In het Vavricka arrest van 8 april 2021 (no. 47621/13 (Vavricka/Tsjechië)) sprak het Europees Hof voor de Rechten van de Mens zich uit over bepaalde verplichte kindervaccinaties en oordeelde dat deze een legitiem doel kunnen dienen en mits verschillende waarborgen verenigbaar kunnen zijn met de grondrechten. Van belang in het arrest is evenwel dat het Hof erkent dat een afwijzing van een medische ingreep kan en mag steunen op levensbeschouwelijke inzichten en dat daarom een procedure tot erkenning van gewetensbezwaren moet georganiseerd worden (de levensbeschouwelijke exceptie). Een van de rechters schreef over deze exceptie het volgende: 

“The issue of whether a risk inherent in a medical intervention is one that is worth being taken may be a matter of personal belief, protected by this provision. In any event, the legal recognition of exceptions to the obligation to vaccinate based upon conscientious objection is a very important argument in favour of the compatibility of the obligation in question with the Convention’ (Judge Wojtyczek, dissenting opinion, par. 19.) 

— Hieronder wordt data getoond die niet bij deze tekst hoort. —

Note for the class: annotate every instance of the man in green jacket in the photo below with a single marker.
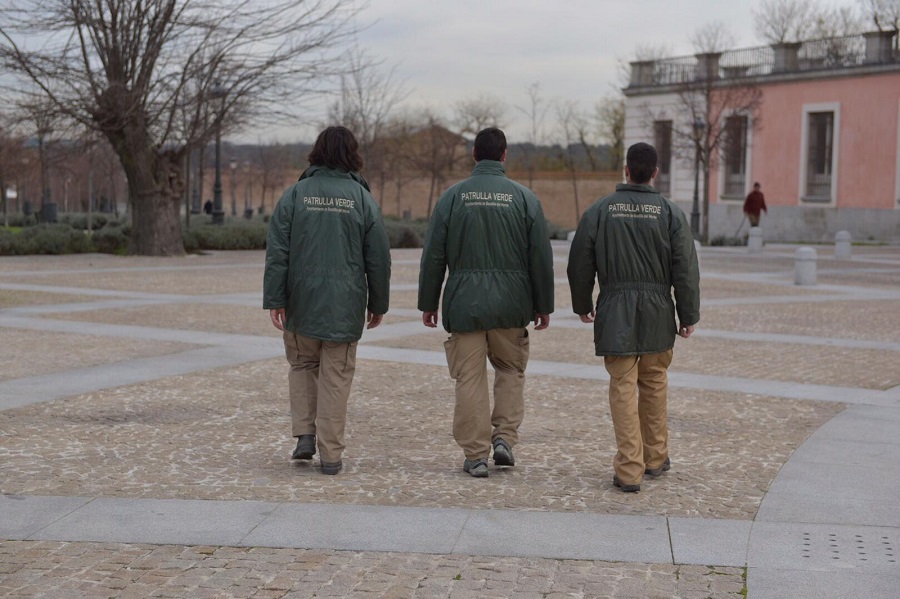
(328, 269)
(639, 247)
(490, 233)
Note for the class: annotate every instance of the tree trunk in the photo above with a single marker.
(154, 184)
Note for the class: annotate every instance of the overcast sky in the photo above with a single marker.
(447, 50)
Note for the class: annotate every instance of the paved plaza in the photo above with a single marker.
(145, 443)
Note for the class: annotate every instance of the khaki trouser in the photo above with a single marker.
(638, 390)
(474, 424)
(319, 384)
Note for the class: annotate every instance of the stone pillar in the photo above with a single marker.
(642, 73)
(754, 241)
(786, 57)
(842, 245)
(805, 266)
(879, 49)
(708, 66)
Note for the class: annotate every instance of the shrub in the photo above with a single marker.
(112, 239)
(45, 239)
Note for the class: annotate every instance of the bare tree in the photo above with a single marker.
(609, 116)
(785, 21)
(471, 115)
(836, 21)
(536, 112)
(368, 96)
(573, 126)
(130, 69)
(271, 162)
(435, 150)
(707, 107)
(885, 14)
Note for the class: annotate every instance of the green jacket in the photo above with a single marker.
(327, 256)
(490, 233)
(639, 247)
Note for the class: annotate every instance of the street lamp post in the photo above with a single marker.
(217, 92)
(233, 166)
(699, 127)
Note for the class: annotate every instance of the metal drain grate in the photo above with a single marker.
(866, 548)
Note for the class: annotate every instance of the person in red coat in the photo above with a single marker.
(754, 204)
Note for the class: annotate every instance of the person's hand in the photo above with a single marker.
(429, 319)
(278, 318)
(373, 319)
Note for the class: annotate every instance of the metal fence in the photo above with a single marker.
(812, 55)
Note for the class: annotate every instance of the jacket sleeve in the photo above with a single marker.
(540, 263)
(685, 271)
(582, 267)
(433, 265)
(377, 256)
(278, 249)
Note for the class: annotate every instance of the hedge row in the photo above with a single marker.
(71, 236)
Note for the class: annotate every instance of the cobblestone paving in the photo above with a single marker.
(26, 354)
(102, 571)
(873, 320)
(225, 435)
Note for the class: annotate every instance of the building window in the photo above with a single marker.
(819, 156)
(662, 137)
(735, 158)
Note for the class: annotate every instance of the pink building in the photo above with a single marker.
(816, 123)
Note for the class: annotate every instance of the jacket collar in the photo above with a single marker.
(489, 167)
(635, 187)
(330, 172)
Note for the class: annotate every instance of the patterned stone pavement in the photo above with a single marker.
(221, 433)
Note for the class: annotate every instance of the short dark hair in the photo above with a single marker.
(642, 160)
(337, 148)
(490, 144)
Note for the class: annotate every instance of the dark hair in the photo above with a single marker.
(642, 160)
(490, 144)
(336, 148)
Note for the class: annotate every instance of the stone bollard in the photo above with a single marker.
(805, 266)
(842, 244)
(754, 242)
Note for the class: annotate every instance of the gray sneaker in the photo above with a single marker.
(476, 468)
(306, 448)
(654, 472)
(502, 453)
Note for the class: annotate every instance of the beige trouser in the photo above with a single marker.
(319, 385)
(638, 390)
(474, 424)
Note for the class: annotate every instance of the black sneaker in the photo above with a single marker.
(625, 488)
(654, 472)
(306, 448)
(476, 468)
(332, 467)
(502, 453)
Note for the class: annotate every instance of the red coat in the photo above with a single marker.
(755, 202)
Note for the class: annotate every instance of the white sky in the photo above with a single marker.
(446, 50)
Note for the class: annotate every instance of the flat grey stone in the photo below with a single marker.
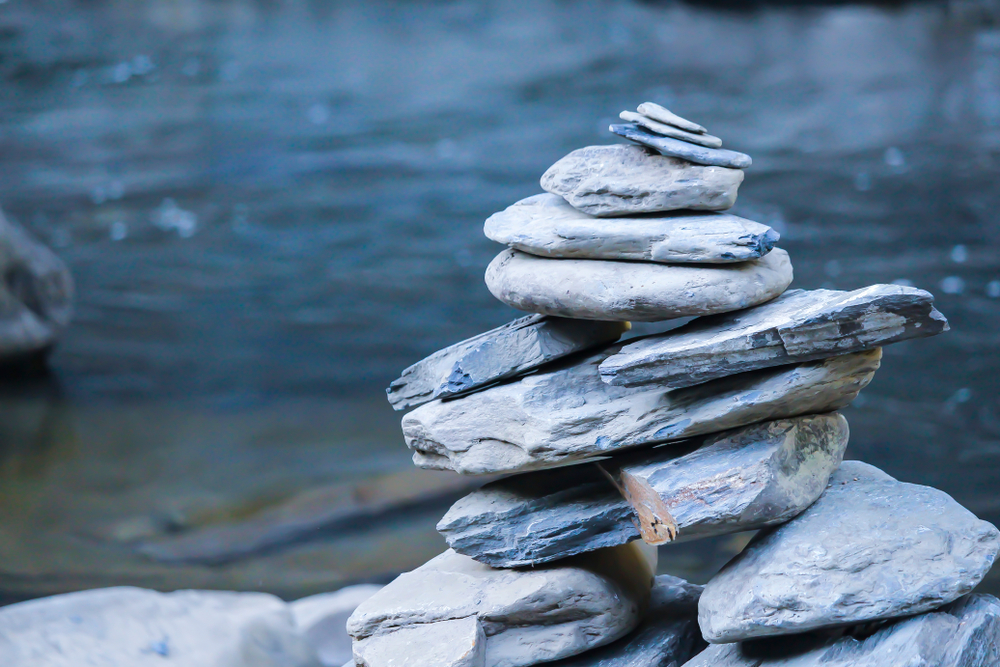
(871, 548)
(36, 295)
(627, 180)
(965, 633)
(547, 226)
(569, 414)
(657, 112)
(527, 616)
(514, 348)
(670, 131)
(800, 325)
(745, 479)
(668, 634)
(714, 157)
(132, 627)
(592, 289)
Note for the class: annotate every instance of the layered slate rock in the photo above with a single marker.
(965, 633)
(633, 291)
(569, 414)
(800, 325)
(36, 295)
(514, 348)
(547, 226)
(668, 634)
(527, 616)
(755, 476)
(871, 548)
(626, 180)
(715, 157)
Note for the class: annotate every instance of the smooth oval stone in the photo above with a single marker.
(624, 179)
(633, 291)
(716, 157)
(871, 548)
(547, 226)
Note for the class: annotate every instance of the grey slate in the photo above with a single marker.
(871, 548)
(800, 325)
(514, 348)
(965, 633)
(743, 479)
(713, 157)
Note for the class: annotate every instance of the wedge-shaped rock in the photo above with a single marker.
(527, 616)
(667, 636)
(569, 414)
(589, 289)
(871, 548)
(547, 226)
(625, 180)
(745, 479)
(800, 325)
(514, 348)
(716, 157)
(965, 633)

Voor deze Europese rechter moet de wetgever de mogelijkheid tot een beroep op een levensbeschouwelijk gewetensbezwaar organiseren en aanbieden. Het Europees Hof eist wel dat een levensbeschouwelijk gewetensbezwaar een ‘voldoende mate van kracht, ernst, coherentie en belangrijkheid’ vertoont (‘degré suffisant de force, de sérieux, de cohérence et d’importance’), zonder evenwel een volledige levensbeschouwelijke visie te eisen. In het bijzonder de eis van ‘voldoende coherentie’ kan praktische bewijsproblemen geven. Deze bewijsproblemen kunnen verlicht worden met een levensbeschouwelijke onderbouwing die steunt op enige vorm van zichtbaarheid en organisatie. Dat kan via religie gebeuren (bijvoorbeeld de driegeledingsbenadering van de antroposofie), maar ook religieus daklozen moeten in staat zijn om aanspraak te maken op het gewetensbezwaar.  Deze tekst over het natuurhumanisme wil bijdragen tot zo’n meer coherente onderbouwing.